5 Strategies for Creating a Coaching Culture

"Why a coaching culture?", you may ask. Recent research indicates that coaching cultures create a multitude of benefits including improved employee engagement, job satisfaction, morale, collaboration and teamwork. This indicates that assisting leaders and their teams in developing coaching skills and weaving them into the overall management strategy, not just Human Resources, can reap rich rewards. After all, it's a well-know fact that companies with more satisfied employees are more successful.

Strategies

The Center for Creative Leadership's study on Coaching Cultures separated out 5 key strategies for successfully implementing a coaching culture:

  1. Seed the organization with leaders and managers who can role model coaching approaches.

    Note the use of the word "seed" above. This is critical to this strategy. In a large organization, it wouldn't make financial sense to train all the employees in coaching behaviors. It would be cost and time prohibitive. The key is to train select leaders and managers in coaching behavior and have that waterfall through the organization. This ensures maximum return on investment and leverages scale to the best advantage.

  2. Link coaching outcomes to the business.

    It's been proven time and again that when undertakings are viewed as business initiatives and presented in such a way as to link them to the business goals, they are more likely to receive continued support from senior leaders. These leaders are more likely to stay interested in supporting propositions if you can tie improved business outcomes to the undertaking. You might even go so far as to create KPIs for individual performance measurement. It's all about the bottom line, folks.

  3. Coach senior leadership teams in creating culture change.

    Culture change is always painful. It creates fear and uncertainty if handled incorrectly. In order to successfully create a coaching culture, which would be a culture change in most instances, senior leaders should undergo training on how to successfully implement a culture change. Teams with strong bonds, such as excellent communication and interdependent strengths are more likely to successfully implement an organizational improvement than those without.

  4. Recognize and reward coaching-culture behaviors

    This is standard positive reinforcement. You see this emphasized repeatedly in any organizational change management course, leadership seminar, or coaching class. It just makes sense. It ties directly into KPI rewards or business goal achievement. However, unlike those goals, which are typically reviewed quarterly, biannually, or annually, new behaviors should be rewarded on a more timely basis. It's the best way to show support, across the organization, of the desired behaviors.

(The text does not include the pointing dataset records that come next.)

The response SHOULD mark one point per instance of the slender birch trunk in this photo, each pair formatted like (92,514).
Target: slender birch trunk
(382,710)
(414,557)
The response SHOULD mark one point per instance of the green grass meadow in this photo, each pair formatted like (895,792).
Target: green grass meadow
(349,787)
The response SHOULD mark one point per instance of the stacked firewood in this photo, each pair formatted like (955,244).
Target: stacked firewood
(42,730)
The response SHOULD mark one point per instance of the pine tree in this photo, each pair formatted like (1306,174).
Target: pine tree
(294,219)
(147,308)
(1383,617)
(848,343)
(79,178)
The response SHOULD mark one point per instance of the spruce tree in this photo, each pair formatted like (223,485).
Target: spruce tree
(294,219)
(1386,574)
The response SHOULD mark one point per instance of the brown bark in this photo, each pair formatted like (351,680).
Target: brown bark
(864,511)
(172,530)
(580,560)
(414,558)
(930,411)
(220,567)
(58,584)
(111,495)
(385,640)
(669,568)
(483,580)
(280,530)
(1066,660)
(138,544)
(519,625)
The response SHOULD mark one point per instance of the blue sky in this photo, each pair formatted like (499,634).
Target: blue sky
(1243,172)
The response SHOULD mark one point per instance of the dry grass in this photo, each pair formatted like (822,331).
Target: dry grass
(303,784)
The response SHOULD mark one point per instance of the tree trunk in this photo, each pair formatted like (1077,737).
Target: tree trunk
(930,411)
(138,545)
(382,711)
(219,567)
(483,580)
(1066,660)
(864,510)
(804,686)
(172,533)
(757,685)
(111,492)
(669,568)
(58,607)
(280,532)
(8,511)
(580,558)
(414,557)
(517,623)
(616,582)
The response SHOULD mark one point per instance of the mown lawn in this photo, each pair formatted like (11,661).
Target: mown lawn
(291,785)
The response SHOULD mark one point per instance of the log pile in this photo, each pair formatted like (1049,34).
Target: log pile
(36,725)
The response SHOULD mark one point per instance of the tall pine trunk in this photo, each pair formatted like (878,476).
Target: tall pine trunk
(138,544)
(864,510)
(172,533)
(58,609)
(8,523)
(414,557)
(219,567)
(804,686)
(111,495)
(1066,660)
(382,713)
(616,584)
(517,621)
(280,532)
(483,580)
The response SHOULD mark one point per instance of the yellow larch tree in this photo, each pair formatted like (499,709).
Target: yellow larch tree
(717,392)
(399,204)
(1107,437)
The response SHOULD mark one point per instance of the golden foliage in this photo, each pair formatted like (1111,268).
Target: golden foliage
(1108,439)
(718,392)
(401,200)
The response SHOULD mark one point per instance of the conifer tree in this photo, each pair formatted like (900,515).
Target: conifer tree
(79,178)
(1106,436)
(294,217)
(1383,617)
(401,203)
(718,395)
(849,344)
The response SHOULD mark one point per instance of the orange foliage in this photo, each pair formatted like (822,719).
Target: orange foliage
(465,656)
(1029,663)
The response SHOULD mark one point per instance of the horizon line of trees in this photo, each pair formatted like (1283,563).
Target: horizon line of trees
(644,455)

  5. Integrate coaching with other people-management processes

    This is critical for the sustainability of the new culture. It needs to become a "business as usual" process. At the very least the new coaching behaviors should be integrated into learning and development, job competency models and team-management processes.

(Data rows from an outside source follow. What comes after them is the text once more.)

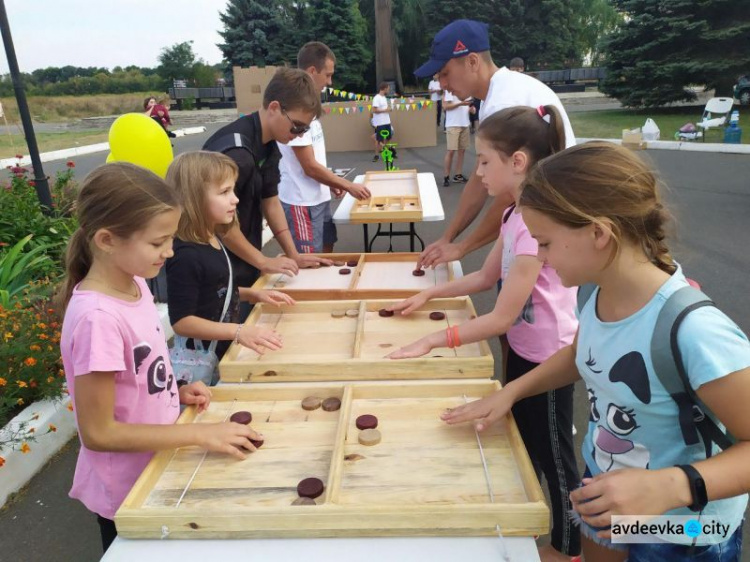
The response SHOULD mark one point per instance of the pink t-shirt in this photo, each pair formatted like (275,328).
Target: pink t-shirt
(547,322)
(103,333)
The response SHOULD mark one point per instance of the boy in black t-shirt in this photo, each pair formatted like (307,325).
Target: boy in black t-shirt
(290,103)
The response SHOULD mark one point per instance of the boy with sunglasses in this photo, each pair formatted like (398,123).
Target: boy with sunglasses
(290,103)
(306,182)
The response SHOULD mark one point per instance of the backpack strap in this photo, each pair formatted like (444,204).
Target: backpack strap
(668,365)
(584,294)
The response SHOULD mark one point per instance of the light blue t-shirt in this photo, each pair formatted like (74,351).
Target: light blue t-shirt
(633,421)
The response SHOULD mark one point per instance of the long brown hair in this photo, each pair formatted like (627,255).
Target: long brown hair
(599,180)
(527,129)
(191,174)
(121,197)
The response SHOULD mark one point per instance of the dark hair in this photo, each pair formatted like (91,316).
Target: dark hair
(121,197)
(294,90)
(525,128)
(314,54)
(597,181)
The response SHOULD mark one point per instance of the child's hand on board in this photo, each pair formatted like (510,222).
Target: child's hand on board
(274,297)
(227,437)
(259,339)
(629,491)
(195,394)
(407,306)
(417,349)
(482,412)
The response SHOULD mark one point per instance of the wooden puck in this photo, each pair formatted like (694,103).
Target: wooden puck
(243,418)
(304,501)
(367,421)
(369,437)
(331,404)
(310,488)
(311,403)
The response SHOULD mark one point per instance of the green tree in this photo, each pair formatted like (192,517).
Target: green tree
(340,25)
(253,33)
(176,62)
(663,46)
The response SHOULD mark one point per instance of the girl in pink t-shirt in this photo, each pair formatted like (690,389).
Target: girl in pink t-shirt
(114,352)
(533,308)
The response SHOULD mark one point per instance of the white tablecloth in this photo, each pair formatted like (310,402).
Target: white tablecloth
(432,206)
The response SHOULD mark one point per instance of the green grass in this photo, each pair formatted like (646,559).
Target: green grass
(609,124)
(10,145)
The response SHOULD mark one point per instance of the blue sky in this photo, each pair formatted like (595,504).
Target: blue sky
(109,32)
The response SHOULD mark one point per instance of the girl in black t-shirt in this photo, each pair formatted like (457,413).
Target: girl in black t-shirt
(198,274)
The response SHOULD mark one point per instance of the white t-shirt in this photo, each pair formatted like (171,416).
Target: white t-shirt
(458,116)
(432,86)
(509,89)
(295,187)
(380,102)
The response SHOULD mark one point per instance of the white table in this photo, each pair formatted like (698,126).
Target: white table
(434,549)
(432,210)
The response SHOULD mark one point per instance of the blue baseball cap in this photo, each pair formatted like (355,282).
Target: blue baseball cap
(457,39)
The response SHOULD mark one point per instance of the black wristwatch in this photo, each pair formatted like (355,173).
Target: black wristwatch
(697,487)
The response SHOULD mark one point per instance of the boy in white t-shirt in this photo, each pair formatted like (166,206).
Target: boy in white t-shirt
(381,118)
(436,95)
(456,134)
(306,183)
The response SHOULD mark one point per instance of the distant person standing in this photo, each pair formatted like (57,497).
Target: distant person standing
(517,64)
(436,95)
(457,135)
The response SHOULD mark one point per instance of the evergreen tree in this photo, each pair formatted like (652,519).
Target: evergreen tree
(666,45)
(253,33)
(340,25)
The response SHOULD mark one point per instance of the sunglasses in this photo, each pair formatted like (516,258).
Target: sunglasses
(297,128)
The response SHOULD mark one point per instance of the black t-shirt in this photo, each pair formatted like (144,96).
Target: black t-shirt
(258,179)
(197,280)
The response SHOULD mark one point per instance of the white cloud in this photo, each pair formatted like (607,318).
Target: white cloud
(109,32)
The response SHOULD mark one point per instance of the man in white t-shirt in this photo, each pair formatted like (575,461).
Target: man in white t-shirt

Any organizational change is difficult, but creating one that appears to have no hard metrics and is relatively intangible is even more difficult. There will also be cultural barriers that will need to be overcome. They may include senior leadership not exhibiting the desired behavior all the while speaking in support of it, lack of accountability, or just not knowing how to start. I've provided some ideas for how to deal with these situations in the strategies above. Just keep in mind - in the end it's worth it.

Impacts

A survey of ~350 key senior leaders (non-HR) shows they feel a coaching culture will have far-reaching benefits. 67% believe this organizational change would increase employee engage. 62% believe that increased job satisfaction and and morale will result and 58% believe a coaching culture will result in increased collaboration and teamwork.

A study by Bersin & Associates, now Bersin by Deloitte, puts it into even better perspective. Businesses that are highly effective at teaching managers and senior leaders coaching are 130% more likely to realize stronger business results and 33% more effective at engaging employees. Bersin's research showed that organizations in which senior leaders frequently coach had 21% higher business results and those with excellent support for coaching had 13% stronger business results and 39% stronger employee results. Coaching organizations clearly have better results. How can you not make the transition now?